With satellite-based Wi-Fi, Internet speeds on airliners are getting faster, with airlines finding that passengers expect connections in the air to rival those on the ground – and at a lower cost.
But the evolution of rival systems and standards, such as Ku band and Ka band, pose a big question for airlines: which one to choose?
Equipping fleets can cost hundreds of millions of dollars, and airlines don’t want to see their investment become outdated quickly due to newer technology. That’s made some cautious about signing up.
“We don’t want to end up with a Betamax,” said Peter Ingram, chief financial officer of Hawaiian Airlines, referring to the Sony video format that eventually lost out to the VHS standard, leaving many consumers with obsolete systems.
Hawaiian is still considering which system to use.

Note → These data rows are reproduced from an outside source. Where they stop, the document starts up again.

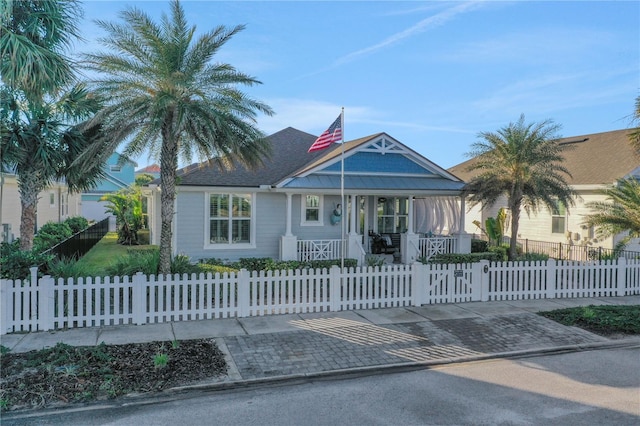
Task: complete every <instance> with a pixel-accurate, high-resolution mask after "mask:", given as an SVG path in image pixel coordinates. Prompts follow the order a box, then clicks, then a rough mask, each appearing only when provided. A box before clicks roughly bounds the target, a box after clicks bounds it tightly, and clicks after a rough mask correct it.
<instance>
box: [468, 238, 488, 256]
mask: <svg viewBox="0 0 640 426" xmlns="http://www.w3.org/2000/svg"><path fill="white" fill-rule="evenodd" d="M487 251H489V242H488V241H485V240H478V239H472V240H471V253H484V252H487Z"/></svg>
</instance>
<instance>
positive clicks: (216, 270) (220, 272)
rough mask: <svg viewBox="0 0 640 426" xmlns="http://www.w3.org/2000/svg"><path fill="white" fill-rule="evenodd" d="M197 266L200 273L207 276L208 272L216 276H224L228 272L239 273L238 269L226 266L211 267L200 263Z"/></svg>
mask: <svg viewBox="0 0 640 426" xmlns="http://www.w3.org/2000/svg"><path fill="white" fill-rule="evenodd" d="M196 266H197V267H198V269H199V270H200V272H204V273H205V274H206V273H207V272H211V274H212V275H215V274H216V272H218V273H220V274H224V273H225V272H228V273H232V272H238V270H237V269H234V268H232V267H230V266H225V265H211V264H209V263H198V264H197V265H196Z"/></svg>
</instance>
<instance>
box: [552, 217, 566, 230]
mask: <svg viewBox="0 0 640 426" xmlns="http://www.w3.org/2000/svg"><path fill="white" fill-rule="evenodd" d="M551 232H552V233H554V234H564V217H559V216H555V217H552V218H551Z"/></svg>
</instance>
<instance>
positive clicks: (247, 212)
mask: <svg viewBox="0 0 640 426" xmlns="http://www.w3.org/2000/svg"><path fill="white" fill-rule="evenodd" d="M233 217H251V197H250V196H249V195H234V196H233Z"/></svg>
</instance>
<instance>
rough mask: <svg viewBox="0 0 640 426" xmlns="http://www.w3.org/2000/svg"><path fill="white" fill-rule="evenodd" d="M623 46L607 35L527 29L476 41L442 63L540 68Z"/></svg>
mask: <svg viewBox="0 0 640 426" xmlns="http://www.w3.org/2000/svg"><path fill="white" fill-rule="evenodd" d="M621 46H622V44H621V43H619V42H618V41H616V40H615V39H614V37H613V35H612V34H610V33H607V32H604V31H594V30H591V29H589V30H579V29H564V28H562V29H553V28H540V29H537V30H534V29H528V30H527V31H526V32H521V33H518V32H516V33H511V34H501V35H500V36H499V38H495V39H486V40H482V41H478V40H474V41H472V42H469V43H467V44H466V45H465V46H463V47H460V48H459V49H457V50H456V49H451V50H448V51H447V52H446V53H444V54H443V55H441V56H440V58H439V60H449V61H456V62H465V63H470V64H474V65H477V64H478V63H483V62H484V63H486V62H491V63H494V62H508V63H514V62H517V63H520V64H523V63H528V64H537V65H540V63H541V62H547V63H552V64H557V63H558V61H560V63H567V62H568V61H570V60H572V59H573V60H578V61H584V58H585V56H586V57H592V56H593V54H594V52H598V51H601V50H602V49H603V48H606V49H605V50H604V51H607V52H608V51H610V50H612V49H615V50H619V49H621V48H622V47H621Z"/></svg>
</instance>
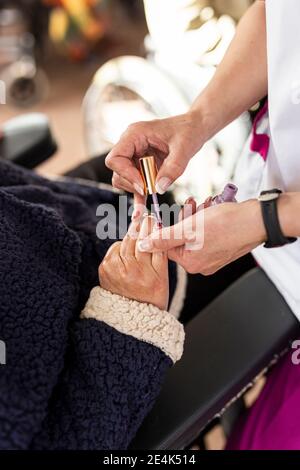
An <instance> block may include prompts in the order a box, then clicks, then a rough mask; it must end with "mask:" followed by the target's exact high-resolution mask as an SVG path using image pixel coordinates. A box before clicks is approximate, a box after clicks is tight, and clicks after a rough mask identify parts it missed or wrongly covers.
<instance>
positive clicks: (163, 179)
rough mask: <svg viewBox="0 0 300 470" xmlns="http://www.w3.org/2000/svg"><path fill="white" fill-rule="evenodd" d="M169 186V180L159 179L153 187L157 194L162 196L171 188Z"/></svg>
mask: <svg viewBox="0 0 300 470" xmlns="http://www.w3.org/2000/svg"><path fill="white" fill-rule="evenodd" d="M171 184H172V181H171V180H170V178H166V177H163V178H160V180H158V182H157V183H156V185H155V188H156V191H157V192H158V194H164V193H165V192H166V191H167V189H168V188H169V187H170V186H171Z"/></svg>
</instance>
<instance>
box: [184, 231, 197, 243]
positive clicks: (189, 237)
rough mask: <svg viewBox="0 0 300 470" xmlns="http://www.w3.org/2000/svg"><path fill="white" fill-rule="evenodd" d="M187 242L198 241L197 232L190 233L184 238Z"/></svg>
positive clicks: (184, 236) (191, 232)
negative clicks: (196, 236)
mask: <svg viewBox="0 0 300 470" xmlns="http://www.w3.org/2000/svg"><path fill="white" fill-rule="evenodd" d="M184 238H185V240H186V241H188V242H193V241H195V240H196V233H195V232H188V233H186V234H185V236H184Z"/></svg>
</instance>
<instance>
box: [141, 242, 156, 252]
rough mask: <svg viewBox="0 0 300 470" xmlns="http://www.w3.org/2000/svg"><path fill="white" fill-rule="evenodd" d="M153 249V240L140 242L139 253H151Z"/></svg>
mask: <svg viewBox="0 0 300 470" xmlns="http://www.w3.org/2000/svg"><path fill="white" fill-rule="evenodd" d="M152 248H153V244H152V241H151V240H141V241H139V242H138V250H139V251H146V252H147V251H151V250H152Z"/></svg>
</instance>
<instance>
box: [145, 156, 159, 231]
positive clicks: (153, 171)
mask: <svg viewBox="0 0 300 470" xmlns="http://www.w3.org/2000/svg"><path fill="white" fill-rule="evenodd" d="M139 163H140V172H141V175H142V178H143V183H144V192H145V194H147V195H148V194H150V195H151V197H152V202H153V210H154V214H155V217H156V220H157V224H158V226H159V227H162V226H163V223H162V219H161V215H160V209H159V203H158V198H157V193H156V189H155V181H156V176H157V173H158V171H157V166H156V163H155V158H154V157H153V156H148V157H143V158H140V160H139Z"/></svg>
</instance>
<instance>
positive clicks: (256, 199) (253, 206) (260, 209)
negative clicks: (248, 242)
mask: <svg viewBox="0 0 300 470" xmlns="http://www.w3.org/2000/svg"><path fill="white" fill-rule="evenodd" d="M240 207H241V208H242V210H243V212H244V214H245V216H246V217H247V220H246V221H245V223H246V224H247V226H248V230H247V232H248V236H249V237H250V239H251V243H252V244H253V245H254V246H259V245H261V244H262V243H264V242H266V241H267V238H268V236H267V232H266V228H265V224H264V221H263V216H262V212H261V207H260V202H259V201H258V200H257V199H250V200H249V201H246V202H243V203H241V204H240Z"/></svg>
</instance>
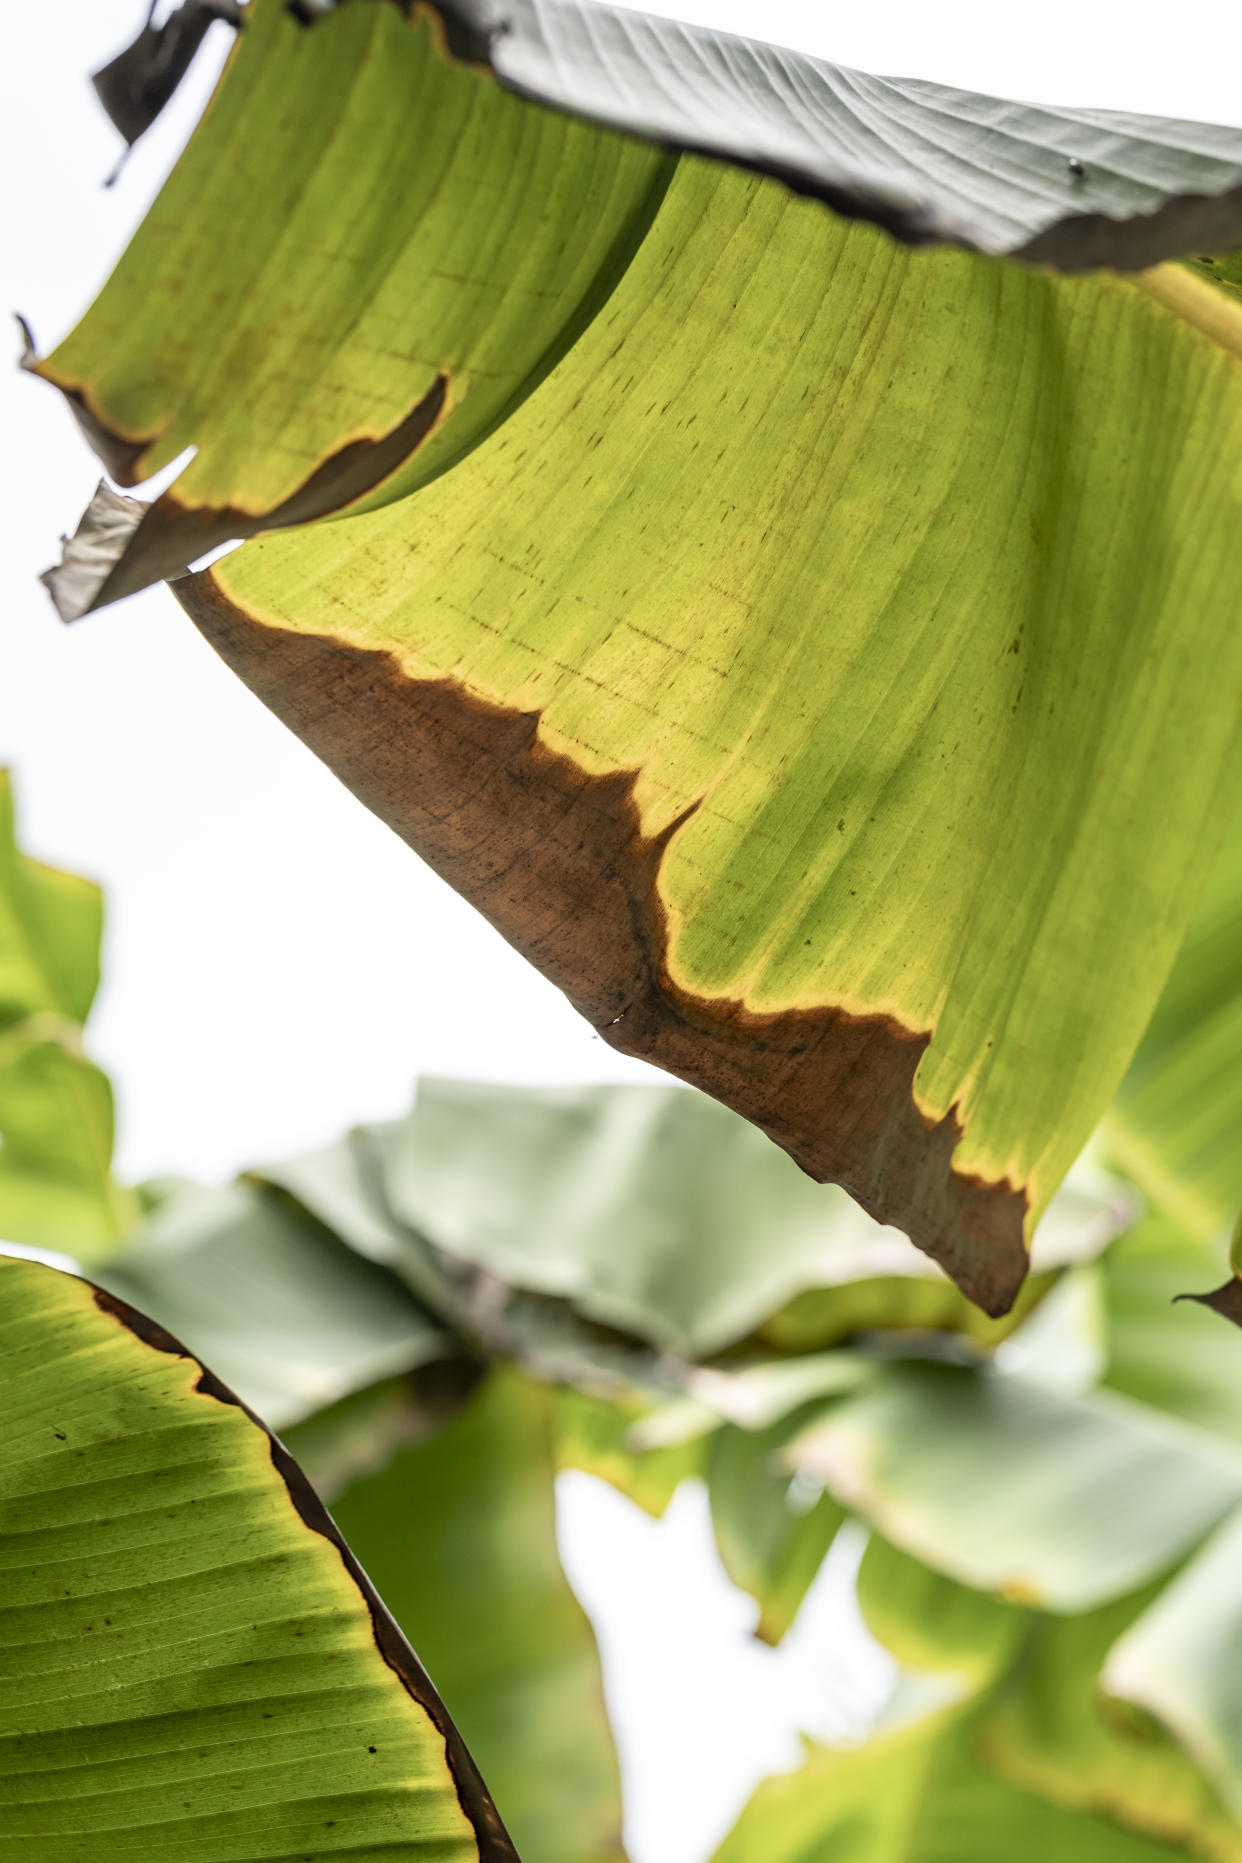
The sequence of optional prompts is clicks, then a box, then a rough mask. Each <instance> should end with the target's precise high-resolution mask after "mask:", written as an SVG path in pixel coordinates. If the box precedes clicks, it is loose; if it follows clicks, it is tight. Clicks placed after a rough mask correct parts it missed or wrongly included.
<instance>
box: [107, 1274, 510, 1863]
mask: <svg viewBox="0 0 1242 1863" xmlns="http://www.w3.org/2000/svg"><path fill="white" fill-rule="evenodd" d="M86 1285H88V1287H89V1291H91V1297H93V1300H95V1306H97V1308H99V1312H101V1313H106V1315H108V1317H110V1319H115V1321H117V1323H119V1325H121V1326H125V1328H127V1330H128V1332H132V1334H134V1338H138V1339H142V1341H143V1345H149V1347H153V1349H155V1351H156V1353H169V1354H171V1356H175V1358H188V1360H190V1362H192V1364H196V1366H197V1367H199V1379H197V1384H196V1390H199V1392H201V1394H203V1395H205V1397H214V1399H216V1401H218V1403H229V1405H235V1407H236V1408H238V1410H240V1412H242V1414H244V1416H248V1418H250V1421H251V1423H253V1425H255V1427H257V1429H261V1431H263V1435H264V1436H266V1438H268V1449H270V1455H272V1466H274V1468H276V1472H277V1475H279V1477H281V1481H283V1483H285V1487H287V1489H289V1498H290V1500H292V1503H294V1507H296V1509H298V1515H300V1518H302V1522H304V1526H307V1528H309V1530H311V1531H313V1533H320V1535H322V1537H324V1539H326V1541H330V1543H331V1546H333V1548H335V1550H337V1554H339V1557H341V1563H343V1567H344V1571H346V1572H348V1576H350V1578H352V1582H354V1584H356V1585H358V1591H359V1593H361V1597H363V1602H365V1604H367V1610H369V1613H371V1630H372V1636H374V1643H376V1649H378V1651H380V1656H382V1658H384V1662H385V1664H387V1667H389V1669H391V1671H393V1675H395V1677H397V1680H398V1682H400V1684H402V1688H404V1690H406V1693H408V1695H412V1697H413V1699H415V1701H417V1703H419V1707H421V1708H423V1710H425V1712H426V1716H428V1718H430V1721H432V1723H434V1727H436V1729H438V1733H439V1734H441V1736H443V1742H445V1757H447V1761H449V1772H451V1774H452V1783H454V1787H456V1796H458V1803H460V1807H462V1811H464V1813H466V1816H467V1820H469V1824H471V1828H473V1831H475V1837H477V1839H479V1859H480V1863H520V1857H518V1852H516V1848H514V1843H512V1839H510V1835H508V1831H506V1829H505V1824H503V1822H501V1815H499V1811H497V1809H495V1803H493V1802H492V1794H490V1792H488V1788H486V1785H484V1783H482V1775H480V1774H479V1768H477V1766H475V1761H473V1759H471V1755H469V1751H467V1747H466V1742H464V1740H462V1736H460V1733H458V1731H456V1727H454V1723H452V1720H451V1716H449V1710H447V1708H445V1705H443V1701H441V1699H439V1695H438V1693H436V1686H434V1682H432V1679H430V1677H428V1673H426V1669H425V1667H423V1664H421V1662H419V1658H417V1656H415V1652H413V1649H412V1647H410V1643H408V1641H406V1638H404V1634H402V1630H400V1628H398V1625H397V1621H395V1617H393V1615H391V1613H389V1610H387V1606H385V1604H384V1600H382V1597H380V1593H378V1591H376V1589H374V1585H372V1584H371V1580H369V1578H367V1574H365V1572H363V1569H361V1565H359V1563H358V1559H356V1557H354V1554H352V1552H350V1548H348V1544H346V1543H344V1539H343V1535H341V1531H339V1528H337V1524H335V1520H333V1518H331V1515H330V1513H328V1509H326V1507H324V1503H322V1502H320V1498H318V1494H317V1492H315V1489H313V1487H311V1483H309V1481H307V1477H305V1475H304V1474H302V1470H300V1468H298V1464H296V1462H294V1459H292V1455H290V1453H289V1449H287V1448H285V1444H283V1442H281V1440H279V1436H276V1435H274V1433H272V1431H270V1429H268V1425H266V1423H264V1421H263V1418H261V1416H255V1412H253V1410H251V1408H250V1405H246V1403H242V1399H240V1397H238V1395H236V1392H233V1390H229V1386H227V1384H223V1382H222V1379H218V1377H216V1373H214V1371H209V1369H207V1366H205V1364H203V1360H201V1358H197V1354H196V1353H192V1351H190V1349H188V1347H186V1345H182V1343H181V1339H177V1338H173V1334H171V1332H168V1330H166V1328H164V1326H160V1325H158V1323H156V1321H155V1319H149V1317H147V1315H145V1313H140V1312H138V1308H132V1306H130V1304H128V1302H127V1300H121V1299H117V1295H112V1293H108V1291H106V1289H104V1287H97V1285H95V1282H86Z"/></svg>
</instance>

The drive for in-flight connectivity also has intensified after the disappearance of Malaysia Airlines flight 370. Search teams are scouring parts of the Indian Ocean for the missing aircraft, and it might have been better tracked if a satellite system capable of streaming cockpit data had been installed.
The US market for airborne Internet got a big boost last November after the Federal Aviation Administration allowed passengers to use smartphones, tablets and e-readers throughout a flight, ending a long-standing ban on their use during takeoff and landing.
While the change hasn’t been adopted worldwide, the FAA’s move is expected to lead to greater use of devices, and bandwidth, on planes.
About 40 percent of US airliners already have some form of Wi-Fi, but the race is on to wire the rest of a growing global fleet, and to make the existing connections better.
Satellite technology will speed up onboard connections sevenfold, to about 70 megabits per second next year, fast enough to download a two-hour high-definition movie in about four minutes. Of course, that bandwidth will be shared among all of the users on the flight, which could number 200 or more.
Satellites also will allow service to reach developing markets in Asia and Latin America, and to offer expanded service in the US and European markets.